Functional Synthetic Control Methods for Metric Space-Valued Outcomes
Ryo Okano, Daisuke Kurisu
TL;DR
This paper extends causal inference with synthetic controls to outcomes that lie in general metric spaces by embedding them isometrically into Hilbert spaces. The authors introduce the Functional Synthetic Control (FSC) method and a bias-corrected, ridge-augmented FSC, derive finite-sample error bounds under autoregressive and latent-factor models, and develop conformal inference and placebo tests for counterfactuals. They demonstrate improved pre-treatment fit and reliable inference through simulations and three empirical analyses: abortion legislation's impact on fertility curves in East Germany, the Soviet collapse’s effect on Russia’s mortality distributions, and the Brexit announcement’s effect on UK service-trade covariance. The framework accommodates diverse data types (functions, distributions, covariance matrices, networks, compositional data) and provides practical tools for causal analysis in complex-valued outcomes with scalable theory.
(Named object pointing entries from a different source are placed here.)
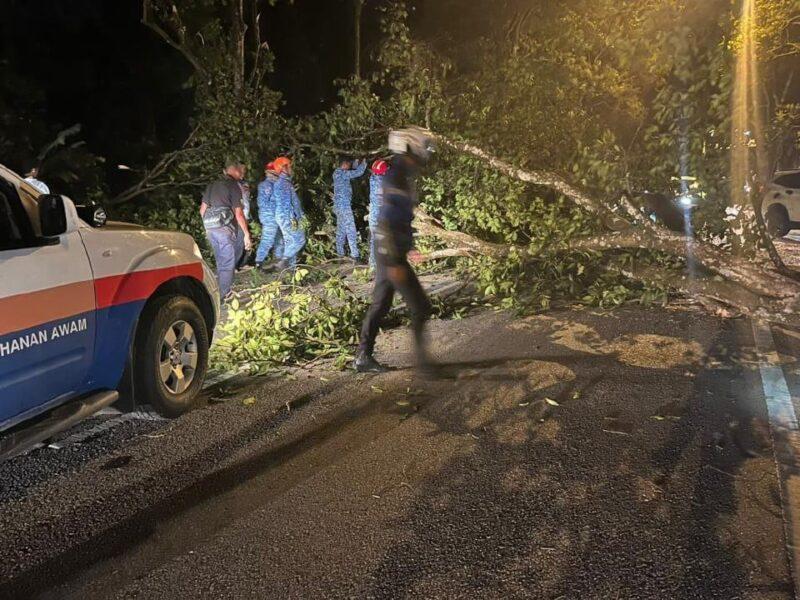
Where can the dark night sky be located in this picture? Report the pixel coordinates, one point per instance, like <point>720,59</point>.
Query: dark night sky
<point>92,62</point>
<point>96,64</point>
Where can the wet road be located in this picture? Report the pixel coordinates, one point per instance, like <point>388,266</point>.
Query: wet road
<point>576,455</point>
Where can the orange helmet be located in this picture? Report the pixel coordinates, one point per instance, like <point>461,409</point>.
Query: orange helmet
<point>380,167</point>
<point>281,163</point>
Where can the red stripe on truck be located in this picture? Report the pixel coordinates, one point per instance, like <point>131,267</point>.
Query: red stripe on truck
<point>139,285</point>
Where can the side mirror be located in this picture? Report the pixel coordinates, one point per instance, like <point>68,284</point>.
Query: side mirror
<point>92,213</point>
<point>52,215</point>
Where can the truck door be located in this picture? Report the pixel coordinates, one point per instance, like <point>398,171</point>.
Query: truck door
<point>47,304</point>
The work opens avenues for extensions to SDID and staggered adoption designs and includes publicly available code.
Abstract
The synthetic control method (SCM) is a widely used tool for evaluating causal effects of policy changes in panel data settings. Recent studies have extended its framework to accommodate complex outcomes that take values in metric spaces, such as distributions, functions, networks, covariance matrices, and compositional data. However, due to the lack of linear structure in general metric spaces, theoretical guarantees for estimation and inference within these extended frameworks remain underdeveloped. In this study, we propose the functional synthetic control (FSC) method as an extension of the SCM for metric space-valued outcomes. To address challenges arising from the nonlinearlity of metric spaces, we leverage isometric embeddings into Hilbert spaces. Building on this approach, we develop the FSC and augmented FSC estimators for counterfactual outcomes, with the latter being a bias-corrected version of the former. We then derive their finite-sample error bounds to establish theoretical guarantees for estimation, and construct prediction sets based on these estimators to conduct inference on causal effects. We demonstrate the usefulness of the proposed framework through simulation studies and three empirical applications.